Revision management

By default, Yoda stores revisions of data objects up to 2 GB, so that users can restore earlier versions of these data objects if needed. The revision store is located at /tempZone/yoda/revisions (where tempZone is the zone name).

Revision strategies

Yoda uses a revision strategy that defines which revisions need to be kept. Revisions that don’t need to be kept as per this policy are removed by the daily revision cleanup job. A revision strategy consists of a series of successive time buckets, where the first bucket starts in the present. For example, in strategy A (see table below), the first bucket refers to all revisions created in the last six hours, the second bucket refers to all revisions created in the twelve hours before that, and so forth. Yoda uses strategy B by default.

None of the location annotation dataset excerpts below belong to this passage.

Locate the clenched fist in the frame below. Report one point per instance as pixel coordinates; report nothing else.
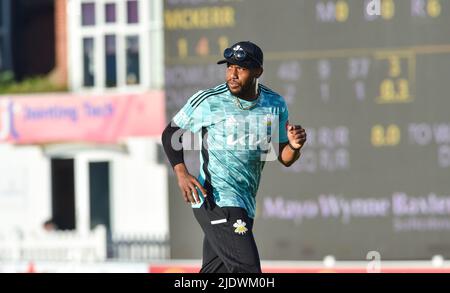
(296, 135)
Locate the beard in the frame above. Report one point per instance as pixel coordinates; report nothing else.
(242, 90)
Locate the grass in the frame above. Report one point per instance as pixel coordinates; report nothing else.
(37, 84)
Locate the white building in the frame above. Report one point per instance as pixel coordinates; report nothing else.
(115, 57)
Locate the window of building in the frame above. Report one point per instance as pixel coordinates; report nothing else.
(88, 62)
(108, 44)
(132, 60)
(110, 12)
(132, 11)
(110, 61)
(88, 14)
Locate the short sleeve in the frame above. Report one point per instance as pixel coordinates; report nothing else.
(284, 118)
(195, 113)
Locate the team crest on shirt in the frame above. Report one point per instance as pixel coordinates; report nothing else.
(240, 227)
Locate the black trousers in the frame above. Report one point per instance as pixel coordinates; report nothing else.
(228, 245)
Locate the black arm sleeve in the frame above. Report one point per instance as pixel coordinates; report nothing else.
(173, 152)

Yoda supports four built-in strategies:

  • A
  • B (default)
  • Simple
  • Fourweeks

If a data object has any revisions in a defined bucket, the cleanup job removes revisions that do not belong to any bucket. If a data object has no revisions in defined buckets, the cleanup job decides what happens based on the always_keep_one parameter:

  • True – keep the single most recent revision outside the span. This ensures that at least one revision of data object.
    (strategies A, B, Simple)
  • False – remove every revision that is older than the span
    (strategy Fourweeks)

Strategy A:

time bucket number of revisions
6 hours 1
12 hours 1
18 hours 1
1 day 1
2 days 1
3 days 1
4 days 1
5 days 1
6 days 1
1 week 1
2 weeks 1
3 weeks 1
4 weeks 1
8 weeks 1
12 weeks 1
16 weeks 1

Strategy B:

time bucket number of revisions
12 hours 2
1 day 2
3 days 2
5 days 2
1 week 2
3 weeks 2
8 weeks 2
16 weeks 2

Strategy Simple:

time bucket number of revisions
16 weeks 16

Strategy Fourweeks:

time bucket number of revisions
1 day 2
6 days 2
21 days 2

always_keep_one for Fourweeks is False, meaning anything older than 28 days (the total span of the three buckets) is removed completely rather than retaining a final safety copy.